"Who says my poems are poems?

My poems are not poems.

When you know that my poems

are not poems,

then we can speak of poetry."


Ryōkan (1758-1831), Zen hermit-poet

Frank Inzan Owen

Frank Inzan Owen is a Wayfarer of a Nature-oriented contemplative path shaped by aspects of philosophical Daoism, solitary Sōtō Zen, and mountains-and-forest spirituality. This animistic-contemplative spirituality, in turn, exerts a strong influence upon his poetry and evolving creative life.

In addition to mountains, forests, rivers, and the teachings embedded within the four seasons, his poetry draws inspiration from dreams, the Jungian view of the soul, and "practice-hints" found in the lives and works of various Wayfaring poets, primarily of the Far East.

He resides in the Appalachian Piedmont of north-central Georgia ("foot of the mountain"), near the Chatta Uchee River, within the ancestral territory of the Aniyvwiya (Principal People, Cherokee).
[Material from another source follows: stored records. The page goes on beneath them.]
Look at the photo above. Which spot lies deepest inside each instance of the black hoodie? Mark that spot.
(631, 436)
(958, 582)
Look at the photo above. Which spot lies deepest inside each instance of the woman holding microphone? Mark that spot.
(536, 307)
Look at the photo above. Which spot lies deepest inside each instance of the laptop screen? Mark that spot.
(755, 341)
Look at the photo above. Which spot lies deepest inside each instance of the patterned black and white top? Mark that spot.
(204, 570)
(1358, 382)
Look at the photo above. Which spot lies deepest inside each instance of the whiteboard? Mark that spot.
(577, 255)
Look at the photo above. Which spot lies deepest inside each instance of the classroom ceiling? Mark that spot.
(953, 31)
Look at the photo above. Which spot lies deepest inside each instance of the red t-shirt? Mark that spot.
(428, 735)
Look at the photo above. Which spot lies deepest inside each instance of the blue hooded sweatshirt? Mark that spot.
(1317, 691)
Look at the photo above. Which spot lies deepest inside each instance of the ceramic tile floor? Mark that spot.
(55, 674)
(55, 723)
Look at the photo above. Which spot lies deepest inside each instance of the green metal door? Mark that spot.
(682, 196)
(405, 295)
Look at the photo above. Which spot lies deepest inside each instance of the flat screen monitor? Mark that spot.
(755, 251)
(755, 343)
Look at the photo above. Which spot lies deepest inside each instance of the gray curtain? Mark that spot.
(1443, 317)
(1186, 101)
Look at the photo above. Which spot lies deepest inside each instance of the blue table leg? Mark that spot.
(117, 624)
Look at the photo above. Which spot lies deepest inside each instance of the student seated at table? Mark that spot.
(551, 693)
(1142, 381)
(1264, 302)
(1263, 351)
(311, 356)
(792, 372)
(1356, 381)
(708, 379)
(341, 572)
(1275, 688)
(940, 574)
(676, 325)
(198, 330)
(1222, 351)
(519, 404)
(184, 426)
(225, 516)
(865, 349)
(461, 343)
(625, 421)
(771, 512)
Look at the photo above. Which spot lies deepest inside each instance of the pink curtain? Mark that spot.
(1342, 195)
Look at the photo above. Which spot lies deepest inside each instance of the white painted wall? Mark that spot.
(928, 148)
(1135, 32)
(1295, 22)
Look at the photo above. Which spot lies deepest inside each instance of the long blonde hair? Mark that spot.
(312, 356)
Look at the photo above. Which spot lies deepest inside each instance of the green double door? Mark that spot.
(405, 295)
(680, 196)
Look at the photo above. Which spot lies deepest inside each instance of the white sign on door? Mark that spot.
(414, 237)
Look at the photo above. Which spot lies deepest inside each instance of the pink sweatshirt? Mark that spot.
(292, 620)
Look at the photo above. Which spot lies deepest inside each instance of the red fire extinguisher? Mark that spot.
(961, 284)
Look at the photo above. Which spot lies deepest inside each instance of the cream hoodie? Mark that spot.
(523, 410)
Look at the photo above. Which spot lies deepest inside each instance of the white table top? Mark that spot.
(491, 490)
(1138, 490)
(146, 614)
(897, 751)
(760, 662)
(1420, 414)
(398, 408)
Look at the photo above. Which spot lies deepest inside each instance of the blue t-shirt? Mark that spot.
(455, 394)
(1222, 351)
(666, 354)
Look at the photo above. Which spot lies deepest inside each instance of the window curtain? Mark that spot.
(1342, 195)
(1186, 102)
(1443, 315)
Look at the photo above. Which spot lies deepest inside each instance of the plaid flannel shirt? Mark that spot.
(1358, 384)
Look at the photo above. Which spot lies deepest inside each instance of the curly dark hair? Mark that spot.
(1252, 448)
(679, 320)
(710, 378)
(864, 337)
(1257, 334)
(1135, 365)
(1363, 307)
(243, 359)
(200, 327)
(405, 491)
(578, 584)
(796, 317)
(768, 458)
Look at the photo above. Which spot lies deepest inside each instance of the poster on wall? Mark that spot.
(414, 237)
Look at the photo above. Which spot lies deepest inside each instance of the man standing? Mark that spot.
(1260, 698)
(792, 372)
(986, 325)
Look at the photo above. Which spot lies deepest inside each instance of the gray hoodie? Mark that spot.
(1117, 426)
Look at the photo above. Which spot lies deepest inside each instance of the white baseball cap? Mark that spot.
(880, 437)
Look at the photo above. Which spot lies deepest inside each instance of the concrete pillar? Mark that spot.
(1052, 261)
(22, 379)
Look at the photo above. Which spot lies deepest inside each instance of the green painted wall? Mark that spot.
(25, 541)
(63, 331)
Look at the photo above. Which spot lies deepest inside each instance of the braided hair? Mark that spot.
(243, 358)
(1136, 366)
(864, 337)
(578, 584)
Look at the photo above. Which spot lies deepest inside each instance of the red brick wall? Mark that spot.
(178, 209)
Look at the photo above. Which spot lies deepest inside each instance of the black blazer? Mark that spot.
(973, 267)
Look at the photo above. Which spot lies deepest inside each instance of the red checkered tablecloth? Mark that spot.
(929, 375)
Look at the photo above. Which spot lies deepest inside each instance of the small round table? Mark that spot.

When not tending an organic garden or hillwalking, he facilitates a form of innerwork he calls contemplative soulwork.



POETRY


His poetry over the years has been a blend of styles, ranging from retrospective free verse and haiku to experimental dream poems. His first three books of poetry, published under his birth name (Frank LaRue Owen), includes The School of Soft-Attention, The Temple of Warm Harmony, and Stirrup of the Sun & Moon, all published by Homebound Publications.


In the Spring of 2017, The School of Soft-Attention was selected as the winner of the 2017 Homebound Publications Poetry Prize and garnered a Silver Nautilus Book Award in 2018.


Also in 2018, one of the poems from The School of Soft-Attention, "The Bouquet of the Last Direction," was nominated for a Pushcart Prize.


His second book of poetry, The Temple of Warm Harmony, released in August 2019, was nominated in 2020 for a Mississippi Institute of Arts and Letters Award.


The last book in the series with Homebound Publications, Stirrup of the Sun & Moon, was released in April 2020.


Since August 2022, he has produced a podcast and Substack blog called The Poet's Dreamingbody.


Most recently, he has contributed to a book entitled Dawn Songs: A Birdwatcher's Field Guide to the Poetics of Migration, edited by Jamie K. Reaser and J. Drew Lanham on Talking Waters Press.